© JUNGE FREIHEIT Verlag GmbH & Co.  www.jungefreiheit.de  10/12 02. März 2012

Heinz-Werner Stumpf. Der Kassenchef bietet Tarife ohne Abtreibung an und kriegt Ärger
Der Standhafte
Birgit Kelle

Man muß in Deutschland nicht viel tun, um in die fundamentalistische Ecke gestellt zu werden. Einer der schnellsten Wege führt über den Schutz des ungeborenen Lebens. Das muß derzeit auch Heinz-Werner Stumpf erfahren. Als Vorstand der gesetzlichen Betriebskrankenkasse für Industrie, Handel und Versicherungen (BKK IHV) hat es der 58jährige Mainzer als erster in Deutschland gewagt, seinen Mitgliedern in Zusammenarbeit mit dem Lebensschutzverein Pro Life Deutschland eine Versicherungsoption anzubieten, bei der darauf verzichtet wird, Leistungen wie eine Abtreibung in Anspruch zu nehmen. Im Gegenzug wird den Versicherten eine Prämie von 300 Euro ausgezahlt – für jedes Kind, das sie bekommen.

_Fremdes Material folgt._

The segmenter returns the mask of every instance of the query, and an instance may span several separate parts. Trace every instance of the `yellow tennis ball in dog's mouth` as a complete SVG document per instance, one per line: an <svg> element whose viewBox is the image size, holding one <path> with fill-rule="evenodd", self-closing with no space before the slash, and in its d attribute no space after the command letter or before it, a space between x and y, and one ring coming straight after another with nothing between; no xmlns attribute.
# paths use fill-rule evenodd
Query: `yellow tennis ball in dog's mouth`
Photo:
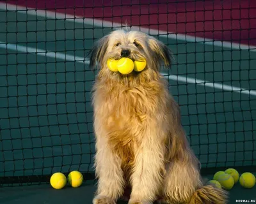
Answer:
<svg viewBox="0 0 256 204"><path fill-rule="evenodd" d="M134 70L136 71L141 71L145 68L147 62L145 59L141 61L135 61Z"/></svg>
<svg viewBox="0 0 256 204"><path fill-rule="evenodd" d="M56 189L62 189L67 184L67 178L62 173L55 173L51 177L50 184Z"/></svg>
<svg viewBox="0 0 256 204"><path fill-rule="evenodd" d="M216 180L219 182L221 187L226 190L230 190L235 184L233 177L225 173L217 175Z"/></svg>
<svg viewBox="0 0 256 204"><path fill-rule="evenodd" d="M72 187L79 187L82 185L83 180L83 174L78 171L71 171L68 175L68 182Z"/></svg>
<svg viewBox="0 0 256 204"><path fill-rule="evenodd" d="M109 59L108 60L108 68L109 69L110 71L116 72L118 71L117 69L117 62L118 62L118 60L115 60L114 59Z"/></svg>
<svg viewBox="0 0 256 204"><path fill-rule="evenodd" d="M133 71L134 64L130 58L123 57L116 64L118 71L122 75L128 75Z"/></svg>
<svg viewBox="0 0 256 204"><path fill-rule="evenodd" d="M239 174L238 171L234 168L228 168L225 171L225 173L233 177L235 184L236 184L239 179Z"/></svg>
<svg viewBox="0 0 256 204"><path fill-rule="evenodd" d="M244 188L252 188L255 185L255 177L252 173L245 172L240 176L240 184Z"/></svg>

Die Reaktionen sind heftig. Als „Sammelbecken für fundamentale Christen“ wird die IHV etwa im Spiegel bezeichnet – keine Frage, Abtreibung ist in Deutschland nach wie vor ein heißes Eisen. Daß es eine Krankenkasse wagt, die bisherige Finanzierung von Abtreibung – wenn auch nur optional – für die eigenen Mitglieder in Frage zu stellen, verstehen manche schon als Angriff auf feministische Errungenschaften.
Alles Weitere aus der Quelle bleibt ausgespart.